Portesi produces their original style pizza with five variations of toppings; a thin crust pizza with six variations of toppings and a line that features three variations with extra-thick toppings and cheese.  
In addition to the pizzas, Portesi produces two styles of cheese fries, high-rise and thin crust. Mitch describes the popular cheese fries, which were launched in 1980, as pizza dough with garlic butter and topped with mozzarella cheese and Portesi’s spices. Basically, garlic bread with cheese in a pizza form.                                                                                                                           
“We don’t make frozen pizzas; we make fresh pizzas frozen,” Mitch said of what sets Portesi Pizzas apart from the rest. “There are many kinds of pizzas out there, but there is only one Portesi.”
Mitch said that what makes Portesi original style pizza different is that the pizzas are partially baked in a 600-degree oven before being frozen.

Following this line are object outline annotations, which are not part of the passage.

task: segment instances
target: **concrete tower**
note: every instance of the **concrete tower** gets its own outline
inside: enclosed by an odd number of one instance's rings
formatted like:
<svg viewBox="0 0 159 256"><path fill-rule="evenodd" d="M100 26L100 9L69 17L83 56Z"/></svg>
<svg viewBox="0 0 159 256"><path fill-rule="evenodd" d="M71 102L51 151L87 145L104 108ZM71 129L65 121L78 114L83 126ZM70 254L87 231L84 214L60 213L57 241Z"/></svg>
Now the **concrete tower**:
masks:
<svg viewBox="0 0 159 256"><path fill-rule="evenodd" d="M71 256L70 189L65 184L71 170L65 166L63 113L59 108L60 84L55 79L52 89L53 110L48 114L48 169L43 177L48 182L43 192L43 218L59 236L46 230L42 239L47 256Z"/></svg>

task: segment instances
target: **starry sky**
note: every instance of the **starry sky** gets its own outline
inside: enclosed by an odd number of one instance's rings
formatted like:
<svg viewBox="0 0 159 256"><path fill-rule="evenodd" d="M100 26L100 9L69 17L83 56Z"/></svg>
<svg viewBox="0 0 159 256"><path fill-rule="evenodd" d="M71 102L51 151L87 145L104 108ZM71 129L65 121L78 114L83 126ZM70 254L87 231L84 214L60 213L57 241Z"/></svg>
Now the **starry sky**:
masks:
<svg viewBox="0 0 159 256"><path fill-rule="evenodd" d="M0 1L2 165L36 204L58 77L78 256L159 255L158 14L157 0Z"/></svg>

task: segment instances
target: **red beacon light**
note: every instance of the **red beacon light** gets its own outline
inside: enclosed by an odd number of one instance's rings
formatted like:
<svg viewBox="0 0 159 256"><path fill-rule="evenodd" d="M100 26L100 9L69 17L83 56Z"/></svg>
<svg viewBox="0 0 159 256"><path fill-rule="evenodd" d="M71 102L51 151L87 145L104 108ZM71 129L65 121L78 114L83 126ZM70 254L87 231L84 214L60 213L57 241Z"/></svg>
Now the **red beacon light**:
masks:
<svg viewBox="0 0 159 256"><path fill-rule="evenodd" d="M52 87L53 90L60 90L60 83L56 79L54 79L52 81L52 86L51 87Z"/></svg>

“By pre-baking the pizza, we are able to seal in the flavor that you lose when you freeze an unbaked pizza,” Mitch said. “That is what separates us from frozen pizza.”
All pizzas and cheese fries are hand-made.
“The way we do things, it is hard to bring in a lot of automation,” Mitch said. “But that individual attention to detail is part of what sets us apart.”
Portesi Italian Foods ties their brand to the well-known reputation of Wisconsin cheese and proudly display’s the Dairy Farmers of Wisconsin’s Wisconsin Cheese logo on their products. Cheese fries and pizzas are each topped with 5-8 ounces of Wisconsin-made mozzarella.
“It’s a whole quality thing,” Mitch said. “Wisconsin takes great pride in the cheese made here. We are thrilled to be a part of that legacy.”
Each week, Portesi utilizes over 6,000 pounds of cheese.
Working at Portesi has some good fringe benefits, said Mitch.
“Pizza gets made for lunch pretty much every day,” Mitch said. “You always hear about people that work in the food industry don’t like to eat the product they make, but that is not the case here. Our employees love our pizza. No one gets tired of it.”
Mitch can attest to living a life of eating Portesi Pizza.
“I grew up on this stuff,” Mitch said. “I have our pizza almost every day for lunch, and we have it at home for dinner at least once a week. It is good, and people enjoy it immensely, myself included.”
Portesi Pizza is a healthy food choice, said Mitch.
“There are no preservatives or additives,” Mitch said. “It is all natural.”
Portesi Italian Foods is a part of the local school lunch program, and Mitch said Italian flatbread – the foodservice version of Portesi’s cheese fries – is one of the most-requested items on the school district’s menu.
In addition to working with schools, Portesi is the official frozen pizza of the University of Wisconsin-Green Bay.                                       
Like many Wisconsin dairy farms, Portesi Pizza is a small, family-owned business and employees around 20 people to operate the enterprise.
“I started working here myself when I was a kid, starting when I was 11 or 12 years old,” Mitch said. “At some point in time, I have pretty much done every single job here. I was able to learn the business well from that point of view.”
That long-standing involvement in the family’s business allowed Mitch to grow up with a great deal of respect for what his grandfather and father built before his time.                                                                    
“As a family-owned business with more than 65 years under our belt, we take a lot of pride in what we do,” Mitch said. “That same sentiment carries through for dairy farmers in the product they produce. All our businesses benefit from that commitment of the other.